Subsequently, as Labour became an established parliamentary force from the 1920s on, a familiar electoral picture began to emerge. While the vast majority of English rural constituencies – especially in the south – shaded Tory blue in the aftermath of the Liberal Party’s demise, substantial red heartlands started to coagulate in north-east England, South and West Yorkshire, Lancashire, west Cumbria, and north Staffordshire.

On the one hand, it is important not to view “the north” as a monolithic Labour fiefdom. It has always been a politically various region, subject to multiple and continual shifts of allegiance, even after the rise of the Parliamentary Labour Party in the wake of the First World War. Indeed, Labour has never quite been able to rely on its so-called northern heartlands. Even discounting the many solidly Tory northern rural seats, Liverpool returned Tory MPs up to the 1960s, for instance, and even during the polarised 1980s, seats such as Newcastle Central in the north-east could briefly turn blue as a result of local quirks.

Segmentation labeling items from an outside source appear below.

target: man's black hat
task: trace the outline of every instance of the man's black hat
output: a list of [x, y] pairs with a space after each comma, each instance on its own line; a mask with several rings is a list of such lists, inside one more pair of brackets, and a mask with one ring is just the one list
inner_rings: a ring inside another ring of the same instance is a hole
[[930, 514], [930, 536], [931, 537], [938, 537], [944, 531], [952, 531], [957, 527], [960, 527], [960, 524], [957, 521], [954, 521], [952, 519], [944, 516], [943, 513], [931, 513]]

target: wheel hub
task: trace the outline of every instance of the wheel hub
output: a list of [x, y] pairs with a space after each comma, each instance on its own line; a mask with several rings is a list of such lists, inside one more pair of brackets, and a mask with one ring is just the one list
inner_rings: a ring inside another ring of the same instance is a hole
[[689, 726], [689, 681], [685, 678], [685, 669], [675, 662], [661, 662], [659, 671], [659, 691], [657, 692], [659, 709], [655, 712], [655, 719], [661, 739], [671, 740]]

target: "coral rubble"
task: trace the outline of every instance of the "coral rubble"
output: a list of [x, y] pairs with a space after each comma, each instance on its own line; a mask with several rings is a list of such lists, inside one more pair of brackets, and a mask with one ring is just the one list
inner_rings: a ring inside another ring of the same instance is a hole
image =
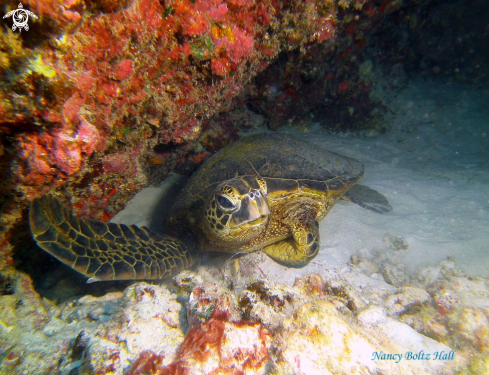
[[487, 280], [463, 276], [451, 260], [414, 279], [394, 287], [357, 269], [231, 291], [184, 271], [171, 287], [136, 282], [57, 305], [5, 272], [0, 371], [487, 373]]

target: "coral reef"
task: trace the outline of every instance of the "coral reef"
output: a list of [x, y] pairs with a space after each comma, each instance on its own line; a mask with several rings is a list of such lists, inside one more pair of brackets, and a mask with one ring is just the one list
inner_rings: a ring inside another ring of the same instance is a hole
[[[9, 1], [5, 10], [16, 6]], [[229, 119], [212, 129], [208, 119], [243, 105], [246, 83], [280, 51], [327, 41], [338, 7], [222, 0], [27, 6], [39, 16], [35, 36], [0, 30], [1, 150], [9, 156], [2, 171], [14, 172], [0, 186], [2, 199], [25, 208], [56, 190], [80, 216], [102, 220], [149, 176], [198, 166], [209, 151], [196, 145], [213, 152], [236, 139]], [[6, 220], [8, 232], [21, 217]]]
[[172, 287], [136, 282], [59, 305], [4, 272], [0, 371], [487, 373], [487, 280], [447, 259], [394, 287], [358, 264], [372, 268], [234, 291], [184, 271]]

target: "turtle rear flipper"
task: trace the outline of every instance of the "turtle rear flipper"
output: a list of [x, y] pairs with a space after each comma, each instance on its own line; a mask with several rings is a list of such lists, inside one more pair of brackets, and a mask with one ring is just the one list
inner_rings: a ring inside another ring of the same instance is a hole
[[37, 244], [91, 281], [161, 279], [188, 268], [194, 251], [135, 225], [80, 220], [53, 196], [36, 198], [29, 222]]
[[365, 185], [353, 185], [342, 198], [379, 214], [392, 212], [392, 207], [387, 198]]

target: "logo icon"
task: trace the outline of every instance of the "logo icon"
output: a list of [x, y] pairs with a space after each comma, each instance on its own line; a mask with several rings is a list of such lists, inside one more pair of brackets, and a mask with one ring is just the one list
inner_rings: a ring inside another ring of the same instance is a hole
[[12, 19], [14, 21], [14, 24], [12, 25], [12, 31], [15, 31], [19, 29], [22, 31], [22, 29], [25, 29], [25, 31], [29, 31], [29, 25], [27, 22], [29, 21], [29, 16], [32, 18], [37, 18], [37, 16], [32, 13], [30, 10], [24, 9], [24, 6], [22, 4], [19, 4], [19, 7], [17, 9], [11, 10], [8, 12], [3, 18], [8, 18], [12, 16]]

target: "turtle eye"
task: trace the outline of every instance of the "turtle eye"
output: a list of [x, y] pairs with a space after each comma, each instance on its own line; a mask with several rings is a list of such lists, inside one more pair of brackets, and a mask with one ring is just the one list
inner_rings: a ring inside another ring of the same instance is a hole
[[234, 207], [234, 203], [224, 195], [216, 195], [216, 201], [217, 204], [225, 210], [229, 210], [230, 208]]

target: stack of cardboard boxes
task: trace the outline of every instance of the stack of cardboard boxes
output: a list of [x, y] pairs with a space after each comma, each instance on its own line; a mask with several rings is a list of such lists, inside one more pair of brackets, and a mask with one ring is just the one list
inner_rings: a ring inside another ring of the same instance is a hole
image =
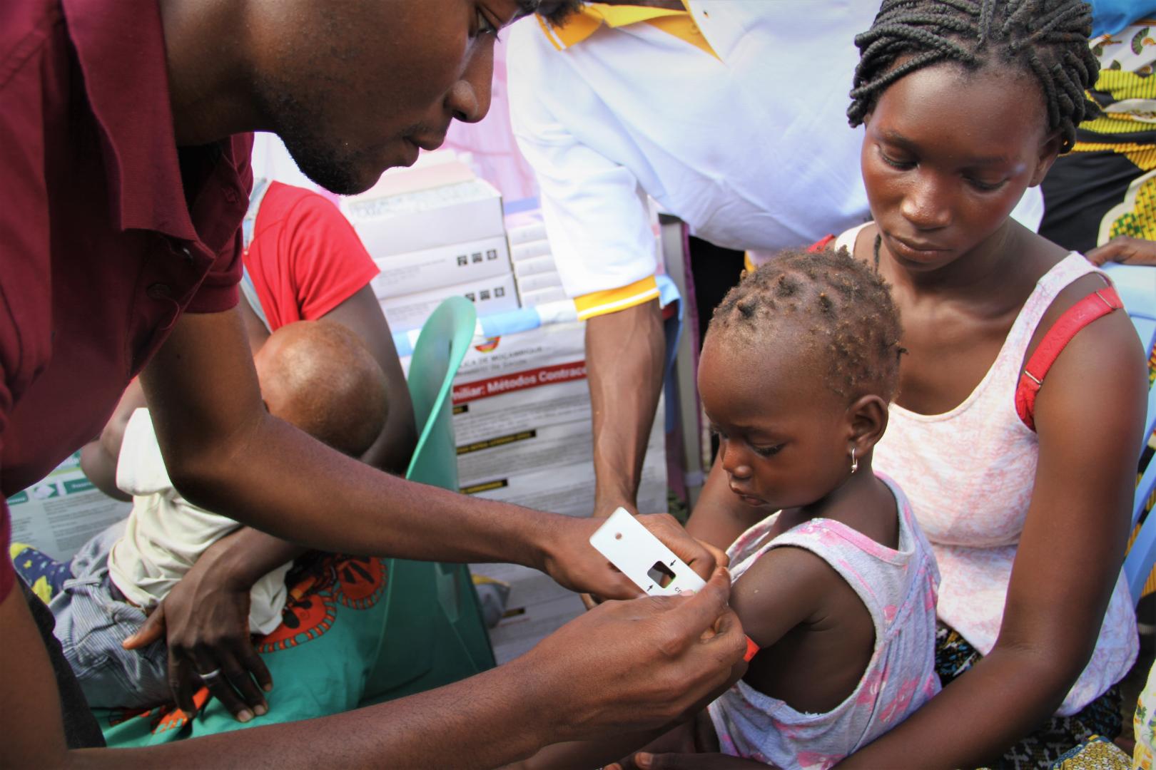
[[546, 225], [540, 209], [506, 217], [510, 259], [523, 307], [535, 307], [566, 298], [562, 277], [546, 239]]
[[502, 195], [465, 164], [386, 173], [341, 210], [381, 270], [373, 292], [392, 331], [421, 328], [454, 294], [479, 315], [519, 307]]

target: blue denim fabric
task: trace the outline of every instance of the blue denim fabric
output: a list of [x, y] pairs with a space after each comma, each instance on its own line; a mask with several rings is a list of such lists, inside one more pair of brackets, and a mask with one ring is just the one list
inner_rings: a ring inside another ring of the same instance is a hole
[[164, 642], [143, 650], [120, 646], [146, 619], [109, 578], [109, 552], [124, 526], [114, 524], [81, 547], [73, 578], [49, 604], [65, 658], [94, 708], [151, 708], [172, 700]]

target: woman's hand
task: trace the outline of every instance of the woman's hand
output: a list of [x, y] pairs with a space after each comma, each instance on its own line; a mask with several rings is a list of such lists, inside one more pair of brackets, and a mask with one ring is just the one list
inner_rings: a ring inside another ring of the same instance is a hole
[[1156, 241], [1117, 236], [1103, 246], [1088, 252], [1092, 264], [1119, 262], [1121, 264], [1148, 264], [1156, 267]]
[[193, 694], [203, 682], [238, 722], [249, 722], [268, 711], [262, 690], [273, 689], [273, 678], [249, 633], [252, 583], [222, 569], [216, 558], [229, 539], [201, 555], [124, 646], [135, 650], [165, 637], [177, 705], [194, 713]]

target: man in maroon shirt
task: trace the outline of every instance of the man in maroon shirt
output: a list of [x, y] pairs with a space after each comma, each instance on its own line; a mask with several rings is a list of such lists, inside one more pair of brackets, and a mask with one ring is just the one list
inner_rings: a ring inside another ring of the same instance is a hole
[[[235, 308], [245, 132], [281, 134], [331, 189], [365, 189], [440, 144], [453, 118], [486, 114], [495, 32], [535, 5], [0, 3], [0, 492], [96, 435], [140, 372], [170, 476], [201, 506], [325, 550], [516, 561], [635, 595], [586, 544], [596, 522], [409, 484], [269, 417]], [[7, 518], [0, 504], [0, 546]], [[647, 524], [711, 569], [667, 519]], [[610, 603], [499, 670], [309, 731], [75, 753], [97, 739], [67, 672], [52, 686], [59, 650], [13, 583], [0, 559], [0, 767], [494, 767], [686, 713], [738, 674], [746, 646], [718, 570], [696, 597]]]

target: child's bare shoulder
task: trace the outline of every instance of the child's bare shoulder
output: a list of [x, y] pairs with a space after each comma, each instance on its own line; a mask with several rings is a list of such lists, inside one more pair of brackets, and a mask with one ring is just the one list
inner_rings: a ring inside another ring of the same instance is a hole
[[831, 597], [850, 590], [827, 560], [796, 546], [772, 548], [731, 589], [731, 606], [759, 646], [773, 644], [795, 626], [825, 614]]

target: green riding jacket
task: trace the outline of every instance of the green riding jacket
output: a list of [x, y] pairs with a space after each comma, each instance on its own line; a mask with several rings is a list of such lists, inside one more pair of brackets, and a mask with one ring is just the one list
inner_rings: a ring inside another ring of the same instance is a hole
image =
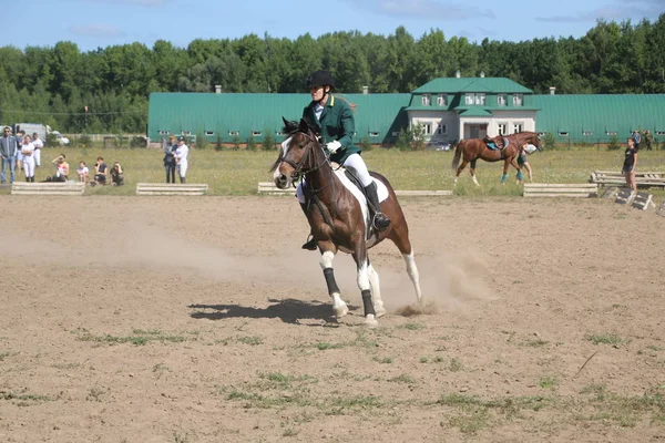
[[321, 112], [320, 121], [316, 119], [314, 113], [315, 106], [316, 102], [309, 103], [303, 110], [303, 119], [310, 126], [319, 128], [324, 145], [335, 140], [341, 144], [341, 147], [330, 155], [330, 161], [341, 165], [349, 155], [360, 154], [360, 147], [354, 144], [356, 122], [351, 106], [346, 101], [336, 99], [335, 95], [330, 94], [326, 106], [324, 106], [324, 112]]

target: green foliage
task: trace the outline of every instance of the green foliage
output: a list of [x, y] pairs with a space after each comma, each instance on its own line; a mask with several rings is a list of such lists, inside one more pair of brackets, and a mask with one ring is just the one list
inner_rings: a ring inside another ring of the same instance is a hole
[[362, 137], [360, 141], [360, 150], [362, 150], [362, 152], [370, 152], [372, 148], [374, 146], [371, 145], [369, 138], [367, 136]]
[[621, 150], [621, 144], [618, 143], [618, 137], [613, 135], [610, 140], [610, 144], [607, 144], [607, 151], [618, 151]]
[[231, 140], [231, 143], [233, 144], [233, 148], [234, 150], [239, 150], [241, 148], [241, 136], [239, 135], [234, 135], [233, 138]]
[[340, 31], [289, 41], [249, 34], [197, 39], [183, 48], [163, 40], [90, 52], [72, 42], [25, 51], [9, 45], [0, 48], [0, 121], [39, 119], [65, 133], [142, 133], [151, 92], [211, 92], [216, 84], [229, 93], [303, 92], [304, 79], [321, 66], [348, 92], [371, 85], [376, 93], [408, 93], [457, 70], [463, 76], [482, 70], [536, 94], [551, 85], [564, 94], [665, 93], [657, 56], [664, 34], [661, 16], [601, 21], [580, 39], [518, 43], [447, 40], [441, 30], [415, 39], [399, 27], [385, 37]]
[[275, 137], [273, 136], [273, 131], [269, 127], [264, 130], [264, 137], [260, 142], [260, 147], [264, 151], [270, 151], [275, 148]]
[[247, 151], [256, 151], [256, 138], [254, 138], [254, 134], [249, 134], [247, 138]]

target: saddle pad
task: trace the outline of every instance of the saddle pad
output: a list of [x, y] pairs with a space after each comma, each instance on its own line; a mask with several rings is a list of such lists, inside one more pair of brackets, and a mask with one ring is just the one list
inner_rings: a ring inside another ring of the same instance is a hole
[[[339, 177], [341, 183], [344, 183], [344, 186], [346, 186], [346, 188], [349, 189], [351, 192], [351, 194], [354, 194], [354, 196], [356, 197], [358, 203], [360, 203], [360, 208], [362, 208], [362, 218], [365, 220], [367, 220], [367, 218], [368, 218], [367, 199], [365, 198], [365, 195], [362, 194], [362, 192], [360, 192], [360, 189], [358, 189], [358, 186], [354, 185], [351, 183], [351, 181], [348, 179], [348, 177], [345, 174], [344, 167], [335, 169], [335, 174], [337, 174], [337, 177]], [[374, 183], [377, 184], [377, 195], [379, 197], [379, 203], [383, 202], [385, 199], [388, 198], [388, 188], [386, 187], [383, 182], [378, 181], [375, 177], [371, 177], [371, 179], [374, 181]]]

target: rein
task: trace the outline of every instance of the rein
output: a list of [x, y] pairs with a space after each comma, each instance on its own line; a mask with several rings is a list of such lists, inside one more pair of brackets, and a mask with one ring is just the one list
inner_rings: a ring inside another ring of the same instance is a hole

But it is true that in the textile districts of Manchester, the port towns of west Cumbria, and especially the vast coalfield areas scattered across the north that nurtured such a large portion of its population and culture, voting Labour was something that was done without a second thought, from the time of the General Strike through the postwar years and the Thatcher nadir, up to the Blairite millennium.
Aside from the brief, partial upturn of the postwar years, this was mostly a period of slow, unchecked decline for the region from its Victorian heyday, when it had resembled hyper-developed modern locales like Shanghai and Silicon Valley. But despite and perhaps partly because of this backdrop of downturn and depression, the Labour Party was throughout this period, for the vast majority of people in the mining districts of County Durham or South Yorkshire, less a political party than a secular church, with all the sense of emotional attachment and injunctions against non-attendance that implies.


But Labour’s foundation in communitarian organisation also offers a good starting point for understanding its tragic drift away from its northern bedrock over the millennial period. For while traditionalist tendencies such as Blue Labour have argued recently for a return to the emphasis on faith, family and localism that sustained the party in its years of formation and maturation, an obvious flaw in this idea is that when families and local communities change irrevocably, as they have done over the past half-century of deindustrialisation, their institutions and places of worship must follow suit, or risk extinction.

To an extent, Labour’s changing relationship with its heartlands from the 1980s on has been shaped by this fundamental truth – the fact that, in an increasingly desocialised and privatised society, the industrial areas of the north no longer have the community infrastructure to connect individuals to the party hierarchy as they did in Labour’s “heroic age” through local union branches and social clubs, national bodies like the NUM and TUC, and parliamentary party proper.

More pointedly, for all that the heritage of the Labour movement lives on – and is even undergoing something of a revival in the form of events like the Durham Miners’ Gala – the industries of the 19th and 20th centuries are now gone forever. This is, obviously, a pretty formidable problem for a historically “empirical” party founded on the experience of workers attached to specific workplaces.